Hotel helter skelter

The design problem with the new Four Seasons Hotel in Yorkville is obvious right from the forecourt. In the middle is a four-tiered fountain that could come from the Renaissance, the pad uses a mosaic of stone inspired by a Persian rug, and the glass canopy over the entrance has a floral pattern reminiscent of a nineteenth-century textile by William Morris. It’s as if they weren’t sure what to do so they did everything.

The hodge-podge continues inside. A minuscule hotel lobby that could seat a dozen gives onto a room containing only a sculptural dandelion. The front desk is almost invisible in an alcove. The next room is even more empty with the concierge discreetly in an antechamber behind a desk of Indian indigo tiger-eye marble, another of the one-offs with no tie to anything else. Vertical metal work looks like Spanish wrought iron gates.

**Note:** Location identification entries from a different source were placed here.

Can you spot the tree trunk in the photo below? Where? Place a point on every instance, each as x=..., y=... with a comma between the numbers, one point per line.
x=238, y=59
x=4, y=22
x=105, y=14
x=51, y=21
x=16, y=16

Cafe Boulud, the chichi restaurant on the second floor, continues the helter-skelter design. To the left, tables, chairs and the banquette are in dark wood and black leather. In the middle of the room, the tables are glass-topped and sit on shiny metal pedestals. Elsewhere the seating includes fabric couches and camel-coloured leather. A communal table has been cut from a tree trunk. The flooring is quarried dark stone, the walls could be from sun-washed pueblos in the southwest. The paintings are by Mr. Brainwash, a street pop artist from Los Angeles who appears to have studied Andy Warhol and no one else. There is no flow.

Rosalie Sharp, an alumna of the Ontario College of Art and wife of Four Seasons founder Isadore Sharp, had a role in the interior design of the previous Four Seasons Yorkville. The new hotel’s website mentions various designers but not Ms. Sharp. I have not seen any of the hotel’s 259 guest rooms but the public spaces I did view are nowhere near as graciously done as the earlier version. Ms. Sharp’s knowing hand would have helped here. Based on the interior design, I’d call this place the Two-And-A-Half Seasons.

UPDATE: Although her name may not appear anywhere, it turns out that Cafe Boulud was, in fact, designed by Rosalie Sharp. Well, I guess everyone makes mistakes, me included. My views on how it looks, however, still stand.